Certainly the millions he made on Bond has allowed him the freedom to create as he wants, from doing a painting for the book jacket of his wife Diane Cilento's first novel to acting in The Hill, a movie which was an A-l success in Connery's own book.

It was in October, 1966, when Connery made his official announcement that he and Bond were indeed parting ways and they would have to learn to live without each other. Then he stated that he was 35 and he promised himself he would spend the next 35 years doing only things that excited him.

His last release, Shalako, and the next to come, The Molly Maguires, make him feel that he is doing just these exciting, creative things that he always wanted to. "I'm 37 and I realize I'm half way there. So I intend to get the most out of life. I won't put up with bores any longer, or have people living off my back. And having made the jump from employee to employer, I now intend to help a few mates."

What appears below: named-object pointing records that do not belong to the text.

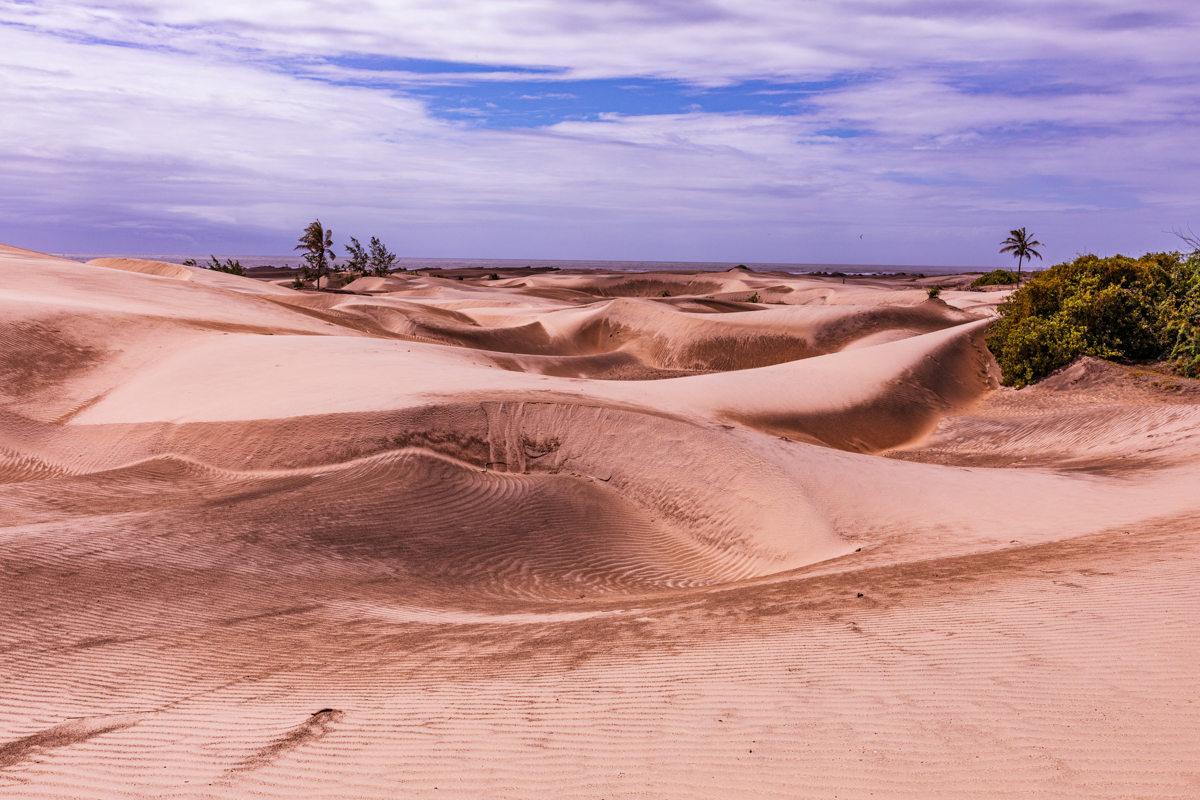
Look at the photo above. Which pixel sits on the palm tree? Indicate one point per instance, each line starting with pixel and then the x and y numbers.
pixel 318 242
pixel 1019 245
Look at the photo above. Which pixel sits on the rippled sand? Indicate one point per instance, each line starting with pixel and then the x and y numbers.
pixel 556 535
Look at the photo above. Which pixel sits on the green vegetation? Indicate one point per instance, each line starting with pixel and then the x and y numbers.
pixel 995 278
pixel 359 260
pixel 1021 246
pixel 1119 307
pixel 382 260
pixel 318 244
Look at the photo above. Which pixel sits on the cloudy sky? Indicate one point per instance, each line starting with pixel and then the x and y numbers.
pixel 797 131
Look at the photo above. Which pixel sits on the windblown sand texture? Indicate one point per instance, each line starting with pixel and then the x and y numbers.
pixel 556 535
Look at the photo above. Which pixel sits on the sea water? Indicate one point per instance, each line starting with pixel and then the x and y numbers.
pixel 293 262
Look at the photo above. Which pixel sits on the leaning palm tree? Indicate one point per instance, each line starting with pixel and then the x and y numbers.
pixel 318 242
pixel 1019 245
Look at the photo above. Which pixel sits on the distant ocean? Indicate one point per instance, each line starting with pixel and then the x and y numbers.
pixel 293 262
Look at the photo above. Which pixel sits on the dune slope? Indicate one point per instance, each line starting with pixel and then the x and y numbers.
pixel 558 535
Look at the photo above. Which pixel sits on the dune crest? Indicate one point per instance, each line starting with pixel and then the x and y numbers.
pixel 571 534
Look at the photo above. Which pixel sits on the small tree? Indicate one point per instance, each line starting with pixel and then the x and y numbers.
pixel 359 259
pixel 1021 246
pixel 318 244
pixel 382 260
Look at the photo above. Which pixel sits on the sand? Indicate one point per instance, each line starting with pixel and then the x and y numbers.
pixel 557 535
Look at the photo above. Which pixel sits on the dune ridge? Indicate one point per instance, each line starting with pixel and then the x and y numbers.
pixel 558 535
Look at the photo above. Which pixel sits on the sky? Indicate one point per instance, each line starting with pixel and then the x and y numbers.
pixel 772 131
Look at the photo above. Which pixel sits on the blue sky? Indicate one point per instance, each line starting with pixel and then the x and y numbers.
pixel 875 132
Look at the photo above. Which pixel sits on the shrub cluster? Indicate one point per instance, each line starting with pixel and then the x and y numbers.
pixel 994 278
pixel 231 266
pixel 1114 307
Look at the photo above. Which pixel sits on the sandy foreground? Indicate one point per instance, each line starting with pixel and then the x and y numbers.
pixel 556 535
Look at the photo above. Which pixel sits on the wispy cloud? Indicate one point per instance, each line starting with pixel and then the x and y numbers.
pixel 772 131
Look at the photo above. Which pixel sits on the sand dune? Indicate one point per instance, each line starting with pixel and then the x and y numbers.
pixel 558 535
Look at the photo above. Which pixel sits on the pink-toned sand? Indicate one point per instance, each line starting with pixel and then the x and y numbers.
pixel 556 535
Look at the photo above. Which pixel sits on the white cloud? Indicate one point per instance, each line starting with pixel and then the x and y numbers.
pixel 137 124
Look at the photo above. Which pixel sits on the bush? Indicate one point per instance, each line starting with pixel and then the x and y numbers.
pixel 1114 307
pixel 995 278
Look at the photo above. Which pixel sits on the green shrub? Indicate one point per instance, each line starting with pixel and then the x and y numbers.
pixel 1116 307
pixel 995 278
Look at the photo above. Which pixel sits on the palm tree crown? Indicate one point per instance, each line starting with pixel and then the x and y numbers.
pixel 318 242
pixel 1021 246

For this he has the much-needed time he complained he lacked in his Bond days. He said before he quit, "I didn't mind the Bond pictures so much," even though he expressed a certain amount of ambivalence. "They're like comic strips. The producers constantly have to come up with bigger and bigger gimmicks." But the one thing that bugged him was the lack of free time. "The Bond films came around so often. I was held up on Marnie with Hitchcock for five months, then had to go immediately into From Russia With Love. I went from The Hill directly into Thunderball without a break. In one film I had to race off to Switzerland to shoot before the snow melted and the tourists arrived. Why should I have raced from one picture to the next without enjoying life? Those Bond films were not easy. One had me in the ocean or in the tank day after day. We shot night after night, working from six in the evening until six in the morning. Then I wouldn't be able to sleep in the terrible Caribbean heat. Instead I would get up and play golf. Meanwhile the publicity department kept coming at me with requests for interviews and got upset when I didn’t have the time to do them, let alone sleep or eat.  It was all too much!”